In time the project grows, the ignorance of its devs it shows, with many a convoluted function, it plunges into deep compunction, the price of failure is high, Washu's mirth is nigh.

rep will work but there is acutally a string copy instruction...but i can't remember it either... sorry :(
Of course, the real question is: Why not just use memset?

In time the project grows, the ignorance of its devs it shows, with many a convoluted function, it plunges into deep compunction, the price of failure is high, Washu's mirth is nigh.

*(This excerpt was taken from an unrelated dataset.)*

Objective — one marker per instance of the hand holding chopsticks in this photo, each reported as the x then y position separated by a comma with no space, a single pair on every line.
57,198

Something along the lines of:

const int nTimesToCopy = 512;
const DWORD dwValue = 0xFF00FF00;
unsigned char array[ nTimesToCopy * sizeof( dwValue )];

__asm
{
mov EDI, [array]
mov ECX, nTimesToCopy
mov EAX, dwValue
rep stosd
}

No guarantees that it will work as it's from memory and I think that you may need to set EDI to a DWORD PTR to array, but it gives you the general idea.
Thanks! I'll try that.

Washu, the reason I can't use memset is that even though it takes an int as a parameter, it only copies 1 byte repeatedly, not 4 bytes like what I need to do.
Frederic FerlandStrategy First, Inc.http://www.strategyfirst.com
Hello !

Not sure you'll do better than a C version of your copy algorithm. Compiler generally do very good stuff when dealing with loops.
If you still want to go the assembly way, you may want to check the memcpy() code. It is very optimized. Maybe you just need to modify it so it can write 32 bit ints instead of bytes.

HTH,
Quote:Original post by i1977
Washu, the reason I can't use memset is that even though it takes an int as a parameter, it only copies 1 byte repeatedly, not 4 bytes like what I need to do.


Are you sure? I was under the impression that it would copy the largest blocks possible until the remaining number of bytes is smaller than said block. Then it would copy any remaining bytes the slow way.
Hi smr,
memset() fills a block of memry with a single byte. Wether it copies 4 bytes in a row or not is simply a matter of optimisations. Since the OP wants to init a block of memory using 4 different bytes. This is completely different, and memset do not allow to do that.